Uma vez configurada a contumácia, o projeto autoriza a aplicação de sanções restritivas, como a baixa ou o bloqueio do CNPJ, o impedimento de participar de licitações e de contratar com o poder público, a vedação ao acesso ou à manutenção de benefícios e incentivos fiscais e a adoção de medidas cautelares para evitar a dissipação patrimonial.
O texto também reforça a integração de bases de dados entre a Receita Federal, a Procuradoria-Geral da Fazenda Nacional e outros órgãos de controle, além de prever programas de conformidade tributária voltados a “bons pagadores”, com o objetivo de preservar a concorrência leal e isolar contribuintes que utilizam a inadimplência como modelo permanente de negócio.
5) Senado aprova Cide de 15% sobre apostas on-line para financiar segurança pública
Integrada ao PL Antifacção (PL nº 5.582/25), a Cide-Bets incide sobre o valor total das transferências realizadas por pessoas físicas às contas das plataformas de apostas on-line, independentemente do resultado das apostas. A contribuição será obrigatoriamente retida pelas operadoras no momento do recebimento dos recursos.
A arrecadação será integralmente destinada ao Fundo Nacional de Segurança Pública (FNSP), com a finalidade de financiar ações de prevenção e repressão ao crime organizado, bem como o fortalecimento da segurança pública e do sistema prisional.
A norma tem vigência transitória, válida até a entrada em vigor do Imposto Seletivo (IS) previsto na Emenda Constitucional nº 132/23, o que deve ocorrer apenas em 2027, ocasião em que a Cide-Bets será revogada. O texto segue agora para análise da Câmara dos Deputados, onde ainda poderá sofrer alterações antes da sanção presidencial.

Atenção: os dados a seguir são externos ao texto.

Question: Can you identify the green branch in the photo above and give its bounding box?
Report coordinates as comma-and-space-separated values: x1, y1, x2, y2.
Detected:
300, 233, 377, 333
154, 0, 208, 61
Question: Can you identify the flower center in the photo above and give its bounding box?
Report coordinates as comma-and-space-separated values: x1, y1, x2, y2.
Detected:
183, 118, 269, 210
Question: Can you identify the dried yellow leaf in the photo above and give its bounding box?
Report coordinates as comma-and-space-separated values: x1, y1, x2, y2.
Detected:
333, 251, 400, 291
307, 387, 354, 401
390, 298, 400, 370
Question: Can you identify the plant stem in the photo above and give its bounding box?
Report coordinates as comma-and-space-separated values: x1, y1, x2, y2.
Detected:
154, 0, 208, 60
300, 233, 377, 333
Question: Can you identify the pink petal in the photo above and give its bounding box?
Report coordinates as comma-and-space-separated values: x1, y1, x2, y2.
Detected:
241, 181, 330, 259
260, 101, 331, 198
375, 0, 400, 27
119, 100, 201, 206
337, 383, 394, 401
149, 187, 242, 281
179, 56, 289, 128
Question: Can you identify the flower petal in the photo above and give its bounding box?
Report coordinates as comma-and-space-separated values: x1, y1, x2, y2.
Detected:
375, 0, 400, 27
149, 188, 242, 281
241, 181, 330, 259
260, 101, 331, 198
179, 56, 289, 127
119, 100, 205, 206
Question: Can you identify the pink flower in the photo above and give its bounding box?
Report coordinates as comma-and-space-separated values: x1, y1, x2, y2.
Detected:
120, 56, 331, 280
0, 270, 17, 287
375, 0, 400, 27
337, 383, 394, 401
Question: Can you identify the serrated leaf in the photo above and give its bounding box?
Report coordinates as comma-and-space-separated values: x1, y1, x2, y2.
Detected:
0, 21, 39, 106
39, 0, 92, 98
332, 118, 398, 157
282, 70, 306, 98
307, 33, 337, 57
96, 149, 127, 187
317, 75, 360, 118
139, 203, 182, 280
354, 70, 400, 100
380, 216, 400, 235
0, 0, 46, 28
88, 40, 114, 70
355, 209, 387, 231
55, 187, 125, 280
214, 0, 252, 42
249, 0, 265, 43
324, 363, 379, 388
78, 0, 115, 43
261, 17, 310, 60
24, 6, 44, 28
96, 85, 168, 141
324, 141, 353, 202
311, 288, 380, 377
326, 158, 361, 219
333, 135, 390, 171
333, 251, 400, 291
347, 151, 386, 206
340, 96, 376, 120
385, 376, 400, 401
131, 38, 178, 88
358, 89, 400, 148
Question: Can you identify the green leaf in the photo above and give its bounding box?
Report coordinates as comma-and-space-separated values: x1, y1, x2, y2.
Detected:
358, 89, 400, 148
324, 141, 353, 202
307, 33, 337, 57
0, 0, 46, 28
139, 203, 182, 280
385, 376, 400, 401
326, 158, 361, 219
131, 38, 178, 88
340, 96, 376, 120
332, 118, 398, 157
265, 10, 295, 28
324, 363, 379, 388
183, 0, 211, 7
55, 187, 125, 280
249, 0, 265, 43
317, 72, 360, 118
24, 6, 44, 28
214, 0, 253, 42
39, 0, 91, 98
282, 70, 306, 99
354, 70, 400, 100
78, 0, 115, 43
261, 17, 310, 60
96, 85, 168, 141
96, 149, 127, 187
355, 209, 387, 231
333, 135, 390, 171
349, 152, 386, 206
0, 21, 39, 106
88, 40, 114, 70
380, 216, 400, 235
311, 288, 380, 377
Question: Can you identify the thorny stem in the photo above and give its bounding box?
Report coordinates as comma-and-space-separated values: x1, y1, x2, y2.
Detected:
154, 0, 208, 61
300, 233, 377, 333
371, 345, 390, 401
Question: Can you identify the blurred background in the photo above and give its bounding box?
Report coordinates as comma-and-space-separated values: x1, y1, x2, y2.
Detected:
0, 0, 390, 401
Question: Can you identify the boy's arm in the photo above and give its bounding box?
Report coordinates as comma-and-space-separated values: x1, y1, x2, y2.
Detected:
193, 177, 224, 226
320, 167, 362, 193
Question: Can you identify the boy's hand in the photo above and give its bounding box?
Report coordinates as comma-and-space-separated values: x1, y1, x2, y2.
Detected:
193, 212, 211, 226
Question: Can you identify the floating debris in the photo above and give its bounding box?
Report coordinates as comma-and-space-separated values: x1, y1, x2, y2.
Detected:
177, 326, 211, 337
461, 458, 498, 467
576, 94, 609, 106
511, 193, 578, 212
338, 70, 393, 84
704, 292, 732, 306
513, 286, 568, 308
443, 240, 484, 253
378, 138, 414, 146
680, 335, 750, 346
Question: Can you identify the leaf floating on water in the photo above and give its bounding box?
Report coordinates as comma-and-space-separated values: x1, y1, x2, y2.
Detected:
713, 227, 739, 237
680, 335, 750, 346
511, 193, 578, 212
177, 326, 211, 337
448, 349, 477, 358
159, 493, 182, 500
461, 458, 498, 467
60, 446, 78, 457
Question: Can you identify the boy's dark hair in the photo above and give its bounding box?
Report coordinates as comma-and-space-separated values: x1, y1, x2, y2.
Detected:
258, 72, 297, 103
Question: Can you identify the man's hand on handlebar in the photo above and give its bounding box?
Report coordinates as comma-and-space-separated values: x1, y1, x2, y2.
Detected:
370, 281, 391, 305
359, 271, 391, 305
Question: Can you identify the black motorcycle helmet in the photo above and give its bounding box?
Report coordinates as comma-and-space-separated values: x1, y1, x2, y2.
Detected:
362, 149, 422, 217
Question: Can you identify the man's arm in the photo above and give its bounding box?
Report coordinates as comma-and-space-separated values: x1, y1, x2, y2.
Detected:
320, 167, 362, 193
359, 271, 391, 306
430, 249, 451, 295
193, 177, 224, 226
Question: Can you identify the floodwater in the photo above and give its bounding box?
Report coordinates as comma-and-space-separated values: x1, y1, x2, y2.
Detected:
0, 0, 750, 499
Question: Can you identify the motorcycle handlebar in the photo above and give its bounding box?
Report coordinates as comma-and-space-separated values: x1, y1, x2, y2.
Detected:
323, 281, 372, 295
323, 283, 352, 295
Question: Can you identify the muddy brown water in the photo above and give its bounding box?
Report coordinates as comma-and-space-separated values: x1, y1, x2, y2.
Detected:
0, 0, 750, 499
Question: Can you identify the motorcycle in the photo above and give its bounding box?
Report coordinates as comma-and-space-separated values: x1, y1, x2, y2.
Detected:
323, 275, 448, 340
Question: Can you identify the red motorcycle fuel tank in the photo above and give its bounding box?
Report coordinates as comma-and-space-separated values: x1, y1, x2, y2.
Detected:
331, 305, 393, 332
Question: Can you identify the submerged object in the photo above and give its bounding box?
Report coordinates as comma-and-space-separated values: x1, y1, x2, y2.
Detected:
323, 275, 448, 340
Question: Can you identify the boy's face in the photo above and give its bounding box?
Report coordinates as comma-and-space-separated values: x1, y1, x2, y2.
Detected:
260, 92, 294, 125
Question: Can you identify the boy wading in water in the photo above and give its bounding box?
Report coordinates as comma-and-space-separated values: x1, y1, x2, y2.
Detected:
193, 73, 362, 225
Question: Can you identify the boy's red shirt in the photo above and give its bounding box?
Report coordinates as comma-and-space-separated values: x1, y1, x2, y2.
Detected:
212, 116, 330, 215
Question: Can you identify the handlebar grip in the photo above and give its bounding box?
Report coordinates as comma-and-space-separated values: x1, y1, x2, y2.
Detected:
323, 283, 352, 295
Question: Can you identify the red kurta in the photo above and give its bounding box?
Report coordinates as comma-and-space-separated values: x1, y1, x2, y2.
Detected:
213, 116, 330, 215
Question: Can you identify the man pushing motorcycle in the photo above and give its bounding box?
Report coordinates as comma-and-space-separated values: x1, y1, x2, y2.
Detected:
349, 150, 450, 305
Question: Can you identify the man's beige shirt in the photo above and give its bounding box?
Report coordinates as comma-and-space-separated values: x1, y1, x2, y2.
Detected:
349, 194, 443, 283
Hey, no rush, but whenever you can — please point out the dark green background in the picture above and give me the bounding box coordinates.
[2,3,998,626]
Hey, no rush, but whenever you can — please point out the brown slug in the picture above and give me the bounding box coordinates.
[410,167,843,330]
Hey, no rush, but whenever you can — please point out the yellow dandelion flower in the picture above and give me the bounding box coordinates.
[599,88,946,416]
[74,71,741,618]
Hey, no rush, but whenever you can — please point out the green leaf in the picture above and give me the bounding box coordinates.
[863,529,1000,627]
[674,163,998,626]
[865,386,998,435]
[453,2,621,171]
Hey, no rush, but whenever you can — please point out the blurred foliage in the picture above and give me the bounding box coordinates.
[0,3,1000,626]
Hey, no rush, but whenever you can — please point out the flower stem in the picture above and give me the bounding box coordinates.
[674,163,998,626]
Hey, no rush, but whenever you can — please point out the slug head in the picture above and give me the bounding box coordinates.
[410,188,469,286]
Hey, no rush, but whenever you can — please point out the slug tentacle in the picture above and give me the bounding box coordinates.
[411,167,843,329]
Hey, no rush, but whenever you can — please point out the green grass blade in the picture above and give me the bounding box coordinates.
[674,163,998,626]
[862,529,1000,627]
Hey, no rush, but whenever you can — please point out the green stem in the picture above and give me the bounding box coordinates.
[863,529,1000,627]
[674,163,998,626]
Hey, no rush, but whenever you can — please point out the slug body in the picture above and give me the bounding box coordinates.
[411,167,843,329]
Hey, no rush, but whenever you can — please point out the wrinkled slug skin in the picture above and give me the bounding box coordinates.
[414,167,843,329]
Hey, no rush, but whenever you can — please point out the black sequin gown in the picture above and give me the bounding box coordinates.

6) STJ define que DAS mensal é o marco para prescrição no Simples Nacional
Em decisão que pacifica a contagem dos prazos para a cobrança de débitos do Simples Nacional, a Primeira Seção do STJ definiu que o marco inicial da prescrição é a entrega da declaração mensal (PGDAS-D), e não da declaração anual (DEFIS). O entendimento foi firmado no julgamento do Recurso Especial nº 1.876.175/RS e alinha o regime do Simples Nacional à jurisprudência consolidada aplicável a outros tributos.
O caso envolvia execução fiscal na qual a Fazenda Nacional sustentava que o prazo prescricional de cinco anos deveria ter início com a entrega da DEFIS, ao final do ano-calendário. O contribuinte, por sua vez, defendia que o termo inicial da prescrição seria a data de entrega da declaração mensal e do respectivo Documento de Arrecadação do Simples Nacional (DAS).
Ao analisar a controvérsia, o órgão esclareceu que os tributos apurados no Simples Nacional se submetem à sistemática do lançamento por homologação. Nessa lógica, a declaração mensal apresentada no PGDAS-D já constitui definitivamente o crédito tributário, por configurar verdadeira confissão de dívida.
Assim, o prazo prescricional passa a correr no dia seguinte ao vencimento da obrigação ou à entrega da declaração, o que ocorrer por último, em conformidade com o entendimento consolidado pelo STJ no Tema 383.